This model is a fine-tuned version of google-bert/bert-base-multilingual-uncased on labr dataset. It achieves the following results on the evaluation set:

  • Loss: 1.5290

Model description

The purpose of this model is to analyze Arabic review texts and predict the appropriate rating for them, based on the sentiment and content of the review. This can be particularly useful in tasks such as sentiment analysis, customer feedback analysis, or any application where understanding the sentiment conveyed in an Arabic textual review is important.
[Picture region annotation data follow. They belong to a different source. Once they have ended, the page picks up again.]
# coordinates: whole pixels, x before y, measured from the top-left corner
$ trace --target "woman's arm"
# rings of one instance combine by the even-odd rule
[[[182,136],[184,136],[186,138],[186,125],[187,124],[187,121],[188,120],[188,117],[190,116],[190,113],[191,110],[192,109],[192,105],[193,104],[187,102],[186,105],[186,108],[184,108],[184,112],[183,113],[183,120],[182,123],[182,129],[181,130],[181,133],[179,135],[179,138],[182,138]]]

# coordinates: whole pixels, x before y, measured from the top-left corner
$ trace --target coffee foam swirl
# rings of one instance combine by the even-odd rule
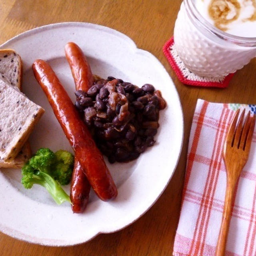
[[[256,20],[256,0],[211,0],[208,12],[214,26],[225,31],[234,21]]]

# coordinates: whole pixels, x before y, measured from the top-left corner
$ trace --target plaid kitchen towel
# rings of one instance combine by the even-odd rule
[[[238,108],[252,105],[198,100],[189,139],[182,206],[174,256],[214,256],[222,221],[226,173],[222,156],[228,126]],[[236,190],[226,256],[256,255],[256,132]]]

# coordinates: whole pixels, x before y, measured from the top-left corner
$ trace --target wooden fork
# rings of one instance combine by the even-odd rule
[[[215,256],[225,255],[235,188],[241,171],[247,162],[251,147],[255,124],[255,115],[251,117],[250,112],[249,111],[243,126],[245,112],[244,109],[237,126],[239,110],[236,112],[224,143],[223,156],[227,174],[227,187]]]

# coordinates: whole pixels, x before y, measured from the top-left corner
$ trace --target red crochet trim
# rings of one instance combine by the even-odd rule
[[[184,76],[179,69],[177,63],[175,62],[169,50],[170,46],[174,44],[174,42],[173,36],[171,37],[164,44],[163,47],[164,53],[166,56],[167,59],[172,67],[178,76],[179,80],[182,83],[187,84],[188,85],[193,85],[196,86],[204,86],[207,87],[219,87],[220,88],[225,88],[228,86],[231,78],[234,74],[234,73],[230,74],[228,75],[224,80],[220,82],[202,82],[201,81],[194,81],[190,80],[186,78]]]

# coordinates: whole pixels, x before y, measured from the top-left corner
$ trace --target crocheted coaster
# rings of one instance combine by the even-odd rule
[[[179,56],[173,36],[165,44],[163,50],[170,64],[182,83],[188,85],[207,87],[226,87],[234,73],[226,76],[204,77],[200,76],[189,70],[181,61]]]

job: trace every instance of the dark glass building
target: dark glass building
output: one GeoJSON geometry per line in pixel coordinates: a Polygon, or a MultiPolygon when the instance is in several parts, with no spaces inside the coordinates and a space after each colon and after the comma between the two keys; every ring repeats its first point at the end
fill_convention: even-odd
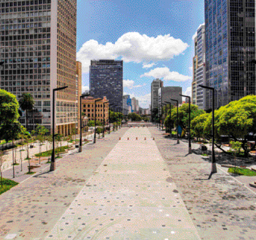
{"type": "Polygon", "coordinates": [[[123,61],[91,61],[90,92],[95,98],[106,96],[123,110],[123,61]]]}
{"type": "MultiPolygon", "coordinates": [[[[215,107],[255,94],[254,0],[205,0],[206,85],[215,107]]],[[[211,108],[206,91],[206,108],[211,108]]]]}

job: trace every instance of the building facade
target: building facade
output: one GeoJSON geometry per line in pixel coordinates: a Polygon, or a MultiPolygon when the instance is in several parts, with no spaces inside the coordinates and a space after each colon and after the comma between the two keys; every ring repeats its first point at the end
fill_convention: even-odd
{"type": "Polygon", "coordinates": [[[131,113],[132,111],[132,99],[129,95],[125,95],[123,96],[124,114],[131,113]]]}
{"type": "MultiPolygon", "coordinates": [[[[96,98],[104,96],[110,104],[123,110],[123,61],[91,61],[90,94],[96,98]]],[[[119,110],[120,111],[120,110],[119,110]]]]}
{"type": "MultiPolygon", "coordinates": [[[[205,0],[206,84],[215,108],[255,94],[255,1],[205,0]]],[[[206,91],[206,108],[212,107],[206,91]]]]}
{"type": "Polygon", "coordinates": [[[82,100],[82,107],[83,111],[83,116],[88,117],[88,120],[94,121],[96,117],[96,121],[99,120],[103,123],[103,118],[105,119],[105,124],[108,124],[109,116],[109,104],[106,103],[105,109],[104,109],[103,103],[108,102],[106,96],[104,96],[100,101],[96,103],[96,116],[95,116],[94,105],[95,100],[99,98],[94,98],[92,96],[86,97],[82,100]]]}
{"type": "Polygon", "coordinates": [[[170,100],[170,98],[178,100],[179,104],[182,104],[182,97],[179,94],[182,94],[181,87],[162,87],[158,89],[158,116],[160,116],[161,113],[162,103],[165,103],[165,102],[170,102],[174,105],[177,104],[175,102],[170,100]]]}
{"type": "Polygon", "coordinates": [[[158,89],[163,86],[163,82],[158,78],[151,83],[151,111],[158,107],[158,89]]]}
{"type": "MultiPolygon", "coordinates": [[[[30,93],[42,115],[38,123],[51,129],[53,89],[68,86],[56,92],[54,117],[56,131],[70,134],[78,122],[77,1],[5,1],[1,9],[1,89],[18,100],[30,93]]],[[[20,118],[26,126],[25,121],[20,118]]],[[[28,128],[33,129],[30,123],[28,128]]]]}
{"type": "Polygon", "coordinates": [[[194,39],[195,57],[193,58],[192,103],[200,109],[206,108],[205,90],[199,85],[205,85],[205,26],[200,25],[194,39]]]}

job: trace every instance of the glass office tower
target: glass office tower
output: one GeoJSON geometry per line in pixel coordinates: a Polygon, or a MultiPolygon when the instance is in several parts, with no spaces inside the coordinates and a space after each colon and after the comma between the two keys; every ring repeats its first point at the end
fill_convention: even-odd
{"type": "MultiPolygon", "coordinates": [[[[110,104],[123,110],[123,61],[91,61],[90,94],[95,98],[106,96],[110,104]]],[[[120,110],[119,110],[120,111],[120,110]]]]}
{"type": "MultiPolygon", "coordinates": [[[[53,119],[52,90],[56,92],[56,132],[71,133],[77,124],[76,0],[1,1],[1,88],[19,100],[30,92],[37,123],[49,129],[53,119]]],[[[81,80],[80,80],[81,81],[81,80]]],[[[23,116],[24,115],[23,114],[23,116]]],[[[26,119],[20,122],[26,126],[26,119]]],[[[28,122],[28,130],[34,124],[28,122]]]]}
{"type": "MultiPolygon", "coordinates": [[[[254,0],[205,0],[206,85],[215,107],[255,94],[254,0]]],[[[206,91],[206,108],[211,108],[206,91]]]]}

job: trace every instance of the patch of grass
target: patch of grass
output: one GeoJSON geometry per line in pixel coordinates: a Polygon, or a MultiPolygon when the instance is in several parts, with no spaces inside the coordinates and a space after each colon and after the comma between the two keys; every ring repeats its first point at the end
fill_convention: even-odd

Intended uses & limitations

While the model performs well with formal Arabic text (Examples 1, 3, and 4), it may struggle with slang or informal language, occasionally assigning higher ratings than expected (Example 2). Additionally, the model is not capable of interpreting verbally given ratings (Example 5). Users should be aware of these limitations and provide context-appropriate input for optimal performance.

Training and evaluation data

More information needed

Training procedure

import torch
from datasets import load_dataset
from transformers import (
  AutoModelForSequenceClassification,
  AutoTokenizer,
  DataCollatorWithPadding,
  TrainingArguments,
  Trainer
)


device = torch.device("cuda" if torch.cuda.is_available() else "cpu")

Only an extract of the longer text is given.